1)doğuştan ekgib borç: hakim tarafından resen dikkate alınır. alacaklıya dava hakkı vermez.
a)kumar ve bahis borçları
b)evlenme tellallığından doğan borçlar
c)sözleşmeden doğan borçlar
d)malikin, iyi niyetli zilyede olan borcu, zilyet lehine defa hakkı vardır
e)ahlaki ödevlerden doğan borçlar
2)sonradan ekgib borç:
a) zamanaşımına uğrayan borç
b) konkordato dışında kalan
3)geçici ekgib borç: anne ve babasıyla yaşayan ergin altsoyun emek ve kazancını aileye özgülemesi durumunda bunlardan dolayı uygun bir bedel isteyebilir.
parça borcu-çeşi̇t borcu
tarafların sübjektif telakkilerine dayanan objektif bir nitelendirmeyle, iş hayatındaki telakkilere dayanmadığı için haksız sonuçlar doğurabilen bir ayrımdır.

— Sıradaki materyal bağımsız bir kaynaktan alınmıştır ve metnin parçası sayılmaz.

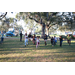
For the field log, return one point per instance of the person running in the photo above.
(26, 39)
(34, 39)
(55, 40)
(45, 39)
(69, 39)
(29, 36)
(2, 37)
(61, 40)
(21, 36)
(52, 41)
(37, 42)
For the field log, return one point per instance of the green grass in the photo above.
(12, 50)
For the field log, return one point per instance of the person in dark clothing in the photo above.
(45, 39)
(21, 36)
(52, 41)
(61, 40)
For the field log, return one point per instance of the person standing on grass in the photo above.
(26, 39)
(29, 36)
(37, 42)
(69, 39)
(45, 39)
(52, 41)
(55, 40)
(2, 37)
(34, 39)
(61, 40)
(21, 36)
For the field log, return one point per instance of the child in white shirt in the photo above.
(37, 42)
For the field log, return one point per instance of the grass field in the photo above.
(12, 50)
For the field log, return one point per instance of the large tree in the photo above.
(43, 18)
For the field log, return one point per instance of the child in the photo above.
(34, 39)
(37, 42)
(45, 39)
(61, 40)
(69, 39)
(52, 41)
(26, 39)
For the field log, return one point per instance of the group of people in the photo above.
(36, 40)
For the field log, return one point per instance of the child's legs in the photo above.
(37, 45)
(25, 42)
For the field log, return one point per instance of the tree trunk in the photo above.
(43, 30)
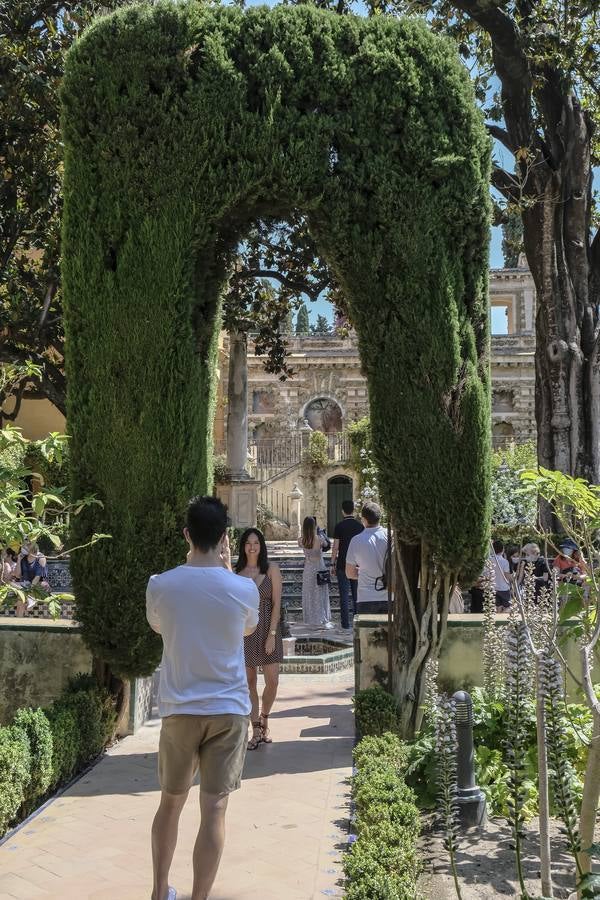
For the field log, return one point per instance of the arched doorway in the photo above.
(503, 434)
(339, 488)
(324, 414)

parça borcu: borcun konusunun taraflarca ferden somut olarak belirtildiği borçlardır. ö/şu yarış atı. yani, edimin konusu bireysel nitelikleriyle ve özellikleriyle sözleşmede belirlenir.
çeşit borcu: borcun konusu belirli bir borca ilişkin, belirli bir çeşite ilişkin belirtilerek bir takım ayır edici özelliklerle(sayı, tartı gibi) tayin edilebilir. 100 ton buğday gibi. yani genel nitelikleriyle belirlenmiş olan edimin konusu çeşit borcu olur.
sınırlı çeşit borcu: eğer borçlu, borcunu münhasıran(özellikle, yalnızca) belirli bir stoktan veya sadece kendi ürettiği mallarla edimini ifa edecekse, sınırlı çeşit borcu vardır. genelde şarap üretiminde önem taşır. belirli bir yılın, belirli ayında alınacak hasat.
seçimlik borç: birden çok edimi içine alan, borçlunun bunlardan birini seçerek yerine getirmekle yükümlü olduğu borç türüdür.